Charities respond to cabinet appointments

Charities have welcomed the appointment of key ministers as part of new Prime Minister Gordon Brown's cabinet reshuffle and outlined early priorities.

Brown completed a wide-ranging overhaul of top jobs in his new government yesterday, with only one MP, defence minister Des Browne, staying in the same position.

Health charity the King’s Fund called on new health secretary Alan Johnson to avoid embarking on a fresh bout of restructuring in health services.

“It is so important that Alan Johnson grasps the narrative of NHS reforms over the last ten years, and commits to build on them rather than embarking on further restructuring,” said chief executive Niall Dickson. “He has a chance to address some of the areas where reform has not taken root, for example introducing incentives that reward good health outcomes and increased productivity.”

Johnson must also find new ways of funding and providing personalised social care, Dickson added.

Umbrella body the Association of Children’s Hospices and health charity the Association for Children’s Palliative Care, called on Johnson and incoming schools and children’s secretary Ed Balls to work to bring significant sums of new cash to support children’s palliative care.
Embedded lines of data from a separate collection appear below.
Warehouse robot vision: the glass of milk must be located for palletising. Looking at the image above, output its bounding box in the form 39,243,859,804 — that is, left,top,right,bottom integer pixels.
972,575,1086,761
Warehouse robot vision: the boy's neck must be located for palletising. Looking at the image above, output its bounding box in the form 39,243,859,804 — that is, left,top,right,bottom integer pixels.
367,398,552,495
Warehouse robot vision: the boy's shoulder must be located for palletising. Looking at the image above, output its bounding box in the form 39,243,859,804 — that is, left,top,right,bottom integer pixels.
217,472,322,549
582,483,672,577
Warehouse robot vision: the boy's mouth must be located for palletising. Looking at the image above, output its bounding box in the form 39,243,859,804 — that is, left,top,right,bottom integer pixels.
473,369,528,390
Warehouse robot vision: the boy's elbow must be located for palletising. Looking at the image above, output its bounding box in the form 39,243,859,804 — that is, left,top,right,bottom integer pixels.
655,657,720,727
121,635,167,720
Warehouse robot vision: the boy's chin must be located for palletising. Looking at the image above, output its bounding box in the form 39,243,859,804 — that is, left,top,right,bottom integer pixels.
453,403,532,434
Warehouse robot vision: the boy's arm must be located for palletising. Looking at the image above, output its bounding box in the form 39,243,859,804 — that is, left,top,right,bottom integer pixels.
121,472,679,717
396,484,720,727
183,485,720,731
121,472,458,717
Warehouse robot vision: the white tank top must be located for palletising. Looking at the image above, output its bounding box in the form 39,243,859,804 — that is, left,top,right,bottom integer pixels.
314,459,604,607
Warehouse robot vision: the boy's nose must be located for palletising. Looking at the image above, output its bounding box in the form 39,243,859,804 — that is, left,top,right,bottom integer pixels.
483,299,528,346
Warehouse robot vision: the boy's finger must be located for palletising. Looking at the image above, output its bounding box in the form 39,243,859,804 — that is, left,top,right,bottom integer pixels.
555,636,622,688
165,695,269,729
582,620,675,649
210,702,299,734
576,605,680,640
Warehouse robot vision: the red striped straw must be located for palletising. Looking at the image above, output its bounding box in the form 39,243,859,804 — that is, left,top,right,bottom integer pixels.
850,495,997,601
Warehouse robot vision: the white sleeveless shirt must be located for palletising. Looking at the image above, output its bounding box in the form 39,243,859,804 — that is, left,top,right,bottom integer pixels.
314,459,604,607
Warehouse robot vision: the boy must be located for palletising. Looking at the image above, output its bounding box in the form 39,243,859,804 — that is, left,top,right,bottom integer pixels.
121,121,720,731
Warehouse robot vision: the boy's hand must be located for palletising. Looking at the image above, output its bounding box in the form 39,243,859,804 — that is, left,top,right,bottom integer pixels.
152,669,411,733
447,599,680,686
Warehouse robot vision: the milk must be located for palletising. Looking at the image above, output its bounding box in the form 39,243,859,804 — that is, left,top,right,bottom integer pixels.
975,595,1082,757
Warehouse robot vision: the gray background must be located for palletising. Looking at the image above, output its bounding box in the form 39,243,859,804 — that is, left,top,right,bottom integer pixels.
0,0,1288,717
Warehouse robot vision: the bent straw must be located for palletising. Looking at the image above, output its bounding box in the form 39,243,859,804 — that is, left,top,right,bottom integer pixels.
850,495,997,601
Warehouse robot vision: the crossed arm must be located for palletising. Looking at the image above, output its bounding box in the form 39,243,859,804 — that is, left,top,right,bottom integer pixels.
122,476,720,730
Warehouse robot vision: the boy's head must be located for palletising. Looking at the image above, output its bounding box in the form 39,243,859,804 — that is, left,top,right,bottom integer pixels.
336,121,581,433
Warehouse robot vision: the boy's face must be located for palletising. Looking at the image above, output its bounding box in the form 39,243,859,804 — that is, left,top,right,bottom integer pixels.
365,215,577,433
The association’s chief executive Barbara Gelb said the new ministers would “have their work cut out”.

“Families are suffering as children’s palliative care services across England are cutting back and closing down,” she said. “We need action now and substantial new money in the forthcoming comprehensive spending review.

“We will be urging both ministers to put real pressure on local health and social services to improve children’s palliative care.”

ActionAid called on new international development secretary Douglas Alexander to better co-ordinate the work of government departments to tackle global poverty, as well as focusing on improving both trade policy with developing countries and women’s rights.

Belinda Calaguas, policy and campaigns director at ActionAid, said Alexander must start by ensuring that any trade deals with developing countries helped to tackle poverty.

"The Department for International Development has begun to recognise the importance of women's rights in the fight against poverty,” she added.

“We believe this should go further. Women should have an absolutely central place in the department's work."